- Self-service Analytics
- Data Visualization
Our client is one of the main distributors of a major French car manufacturer. He resells more than 500,000 vehicles, through more than 350 retailers in 11 countries.
Our client’s sales management is used to manage its sales reporting with Excel, with macros in VBA, which is very manual, complicated to maintain, and users complain about the lack of a user-friendly interface. The demand is clear: users want to be able to create their reports by themselves and share them easily with each other. The goal is also to simplify and automate reporting as much as possible, and to create new KPIs for inventory and sales management.
To meet our client’s requirements, we designed a self-service decision-support environment. The first phase consisted in studying the best technical solutions to be integrated to manage large volumes of data and to realize a Proof of Concept through a data visualization showing a first overview of the desired KPIs.

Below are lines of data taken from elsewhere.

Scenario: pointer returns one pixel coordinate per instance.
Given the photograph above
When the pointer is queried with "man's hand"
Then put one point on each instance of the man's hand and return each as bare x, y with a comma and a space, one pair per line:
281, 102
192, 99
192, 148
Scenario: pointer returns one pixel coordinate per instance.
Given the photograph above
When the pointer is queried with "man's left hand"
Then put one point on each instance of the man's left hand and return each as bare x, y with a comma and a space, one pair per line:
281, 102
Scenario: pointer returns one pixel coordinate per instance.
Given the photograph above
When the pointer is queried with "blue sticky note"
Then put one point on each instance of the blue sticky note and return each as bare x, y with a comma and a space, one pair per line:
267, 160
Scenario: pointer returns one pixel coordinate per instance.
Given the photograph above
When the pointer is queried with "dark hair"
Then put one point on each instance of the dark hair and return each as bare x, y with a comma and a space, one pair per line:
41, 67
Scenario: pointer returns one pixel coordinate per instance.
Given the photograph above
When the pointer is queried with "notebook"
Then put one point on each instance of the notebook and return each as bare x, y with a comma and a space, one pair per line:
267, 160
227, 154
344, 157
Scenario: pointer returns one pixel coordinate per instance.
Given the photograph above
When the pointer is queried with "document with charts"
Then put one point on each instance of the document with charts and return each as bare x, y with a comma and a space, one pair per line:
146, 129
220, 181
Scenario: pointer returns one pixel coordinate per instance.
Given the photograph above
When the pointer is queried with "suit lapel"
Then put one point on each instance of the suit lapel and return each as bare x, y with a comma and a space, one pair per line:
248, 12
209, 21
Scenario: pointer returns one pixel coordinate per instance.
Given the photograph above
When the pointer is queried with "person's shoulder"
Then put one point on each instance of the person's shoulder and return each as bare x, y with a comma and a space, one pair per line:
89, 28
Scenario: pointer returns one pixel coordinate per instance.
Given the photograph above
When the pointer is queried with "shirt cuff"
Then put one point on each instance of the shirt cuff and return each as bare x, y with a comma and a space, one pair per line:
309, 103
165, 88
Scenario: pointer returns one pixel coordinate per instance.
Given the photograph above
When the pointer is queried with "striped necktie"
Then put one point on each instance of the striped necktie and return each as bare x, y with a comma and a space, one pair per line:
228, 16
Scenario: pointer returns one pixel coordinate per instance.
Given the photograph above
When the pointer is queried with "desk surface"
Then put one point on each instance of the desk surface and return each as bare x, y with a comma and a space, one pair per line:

After validating our self-service analytics solution and the data visualization tool Power BI, we gathered the requirements and defined with the users the KPIs, their calculation rules and the necessary data. The goal was to be able to track the retailers’ margins and stocks (volume of available stock, duration of vehicle stock, margins generated per vehicle…) by point of sale, city and country.
We then integrated and deployed the tools with existing systems, collected all the source files used to develop the data models and created the previously defined reports. Technically, the data is automatically extracted in a shared space, reports are automatically generated and published on Microsoft Azure (via Power BI Services). We also supported and advised users in the definition and implementation of new KPIs based on the existing data.
Improved data governance: the users no longer manipulate the source files, they are automatically generated and stored in a shared space.
More agility in analytics: KPIs are easy to create or modify by non-technical users via Power BI; unlike their previous solution (Excel).
Better decision making: Previously the analytics were very static and per month, now users can analyze over several months and compare with historical data. Reports are more relevant and allow for more accurate tracking of sales and billing activities.